It’s more about the total area of texture your entire project uses (no matter if it’s split in many small textures or a few large ones). Also, textures with high dynamic range like HDRIs and 32-bit displacement maps are much heavier. But really, textures are not a problem for performance until your scene gets past the amount of Vram on you gpu (look at the memory stat in the top bar when rendering). Only then would you need to start reducing and optimizing textures.
Linked duplicates, also called instances, are really useful for creating heavy scenes (I have managed scenes in the billions of triangles with barely any render time hit). If you try subdividing the default cube until it’s over a million triangles and then duplicate it with shift+d, that will kill your performance really quick. But if you duplicate it with alt+d, each new instance will have a small impact and you will be able to have possibly hundreds on screen. That’s because the mesh is stored in memory only once. I must add that this memory saving effect only works if the instances have no modifier on them, as modifiers force each instance to be different from each other and they will be stored individually.
An other tip: when instancing lots of really heavy objects, set their viewport display to bounding box, so the object doesn’t have to be fully displayed in the viewport, this will allow better viewport performance.
Cycles will have no problem displaying everything, because ray tracers handle polygons really well.
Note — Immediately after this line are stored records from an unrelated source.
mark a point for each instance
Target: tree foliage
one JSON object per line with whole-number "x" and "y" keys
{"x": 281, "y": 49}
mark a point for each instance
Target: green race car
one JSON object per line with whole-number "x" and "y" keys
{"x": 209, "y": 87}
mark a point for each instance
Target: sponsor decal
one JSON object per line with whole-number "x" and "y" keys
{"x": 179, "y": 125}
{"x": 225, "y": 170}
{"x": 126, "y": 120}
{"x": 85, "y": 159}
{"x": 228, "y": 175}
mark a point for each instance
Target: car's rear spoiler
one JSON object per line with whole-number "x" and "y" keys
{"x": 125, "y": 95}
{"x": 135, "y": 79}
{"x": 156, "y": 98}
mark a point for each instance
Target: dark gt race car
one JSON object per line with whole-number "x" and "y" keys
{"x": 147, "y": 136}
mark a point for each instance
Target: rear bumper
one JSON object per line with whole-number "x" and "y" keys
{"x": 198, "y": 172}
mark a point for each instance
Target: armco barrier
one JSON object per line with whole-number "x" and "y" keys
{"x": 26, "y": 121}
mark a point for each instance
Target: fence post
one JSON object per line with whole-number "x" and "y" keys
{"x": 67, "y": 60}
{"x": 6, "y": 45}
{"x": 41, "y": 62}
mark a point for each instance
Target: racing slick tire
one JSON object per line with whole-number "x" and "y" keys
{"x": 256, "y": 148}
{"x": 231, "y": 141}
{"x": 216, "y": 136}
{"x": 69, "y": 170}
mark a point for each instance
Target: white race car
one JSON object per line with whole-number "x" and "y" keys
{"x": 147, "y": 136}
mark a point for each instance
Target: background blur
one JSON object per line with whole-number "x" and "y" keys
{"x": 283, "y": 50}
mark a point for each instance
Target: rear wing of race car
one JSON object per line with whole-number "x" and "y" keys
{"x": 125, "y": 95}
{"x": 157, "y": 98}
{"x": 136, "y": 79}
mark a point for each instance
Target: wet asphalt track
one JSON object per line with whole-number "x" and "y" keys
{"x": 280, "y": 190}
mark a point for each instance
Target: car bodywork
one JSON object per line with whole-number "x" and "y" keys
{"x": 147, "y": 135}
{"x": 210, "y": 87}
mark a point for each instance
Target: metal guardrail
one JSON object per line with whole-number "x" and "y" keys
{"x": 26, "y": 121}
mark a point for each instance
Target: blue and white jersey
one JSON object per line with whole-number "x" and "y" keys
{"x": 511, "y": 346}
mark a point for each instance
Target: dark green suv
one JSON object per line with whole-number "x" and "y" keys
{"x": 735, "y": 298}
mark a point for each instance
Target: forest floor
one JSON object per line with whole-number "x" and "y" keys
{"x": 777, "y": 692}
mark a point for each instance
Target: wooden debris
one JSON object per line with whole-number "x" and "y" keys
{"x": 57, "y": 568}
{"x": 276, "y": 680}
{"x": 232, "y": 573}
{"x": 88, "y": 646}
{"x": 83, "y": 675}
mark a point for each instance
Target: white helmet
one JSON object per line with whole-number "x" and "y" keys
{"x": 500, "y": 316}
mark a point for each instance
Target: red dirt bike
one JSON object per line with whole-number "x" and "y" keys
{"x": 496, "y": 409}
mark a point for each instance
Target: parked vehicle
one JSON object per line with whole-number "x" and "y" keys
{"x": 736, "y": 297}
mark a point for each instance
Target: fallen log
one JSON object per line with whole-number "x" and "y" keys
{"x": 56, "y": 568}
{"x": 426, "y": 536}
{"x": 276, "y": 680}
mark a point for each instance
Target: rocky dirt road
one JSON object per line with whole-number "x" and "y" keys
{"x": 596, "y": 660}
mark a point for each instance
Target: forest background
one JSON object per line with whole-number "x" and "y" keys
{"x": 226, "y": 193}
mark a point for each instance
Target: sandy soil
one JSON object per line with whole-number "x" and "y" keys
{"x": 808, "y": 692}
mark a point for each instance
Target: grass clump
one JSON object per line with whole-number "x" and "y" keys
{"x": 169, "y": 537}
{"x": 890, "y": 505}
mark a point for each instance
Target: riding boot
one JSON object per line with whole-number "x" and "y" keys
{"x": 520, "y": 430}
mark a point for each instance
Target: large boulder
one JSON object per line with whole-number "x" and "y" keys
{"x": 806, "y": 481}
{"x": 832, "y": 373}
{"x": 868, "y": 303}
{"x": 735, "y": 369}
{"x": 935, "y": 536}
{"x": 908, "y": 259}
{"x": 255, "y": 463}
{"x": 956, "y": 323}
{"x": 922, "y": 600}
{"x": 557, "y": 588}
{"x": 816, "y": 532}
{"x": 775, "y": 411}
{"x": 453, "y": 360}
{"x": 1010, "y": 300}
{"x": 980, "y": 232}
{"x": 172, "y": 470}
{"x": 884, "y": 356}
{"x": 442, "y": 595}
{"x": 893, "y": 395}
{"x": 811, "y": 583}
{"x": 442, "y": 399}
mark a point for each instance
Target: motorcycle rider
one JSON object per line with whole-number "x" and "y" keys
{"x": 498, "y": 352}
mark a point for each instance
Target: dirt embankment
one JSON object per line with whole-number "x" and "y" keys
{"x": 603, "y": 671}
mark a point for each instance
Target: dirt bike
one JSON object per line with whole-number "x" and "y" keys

The thing they fear is complex materials and lighting, especially if they take a large part of the screen.
Particle systems also use instances and have the advantage that you can turn them off in the viewport to save on performance, so they are perfect for large grass fields or tree leaves.
I have a tip that helps with denoising. Well, maybe not so much for the render time, but the quality level will be better.
1-Render your scene at 200% resolution. You can reduce your samples so it takes the same amount of time it did previously.
2-Denoise and save the image, still at double resolution. This will allow the denoiser to better capture the fine details and textures. Also, I recommend using open image denoise for a final render. Set its prefiltering to “none” if it works in your scene, but if there is still noise set it to accurate.
3-Open the saved render in an image or video editing software and reduce it back to its intended resolution. The image will look more crisp and detailed than it would normally have. I don’t recommend doing that step with Blender, as it has pretty bad filtering when rescaling an image.
In Blender 3.2, a new feature is getting included which allows individually chosen transparent objects to cast caustics. This will allow for more realistic and less noisy underwater scenes.
In the future, the devs have mentionned eventually adding path guiding. This will allow light rays to be sent in directions that are more useful and clear noise faster (if I understand correctly).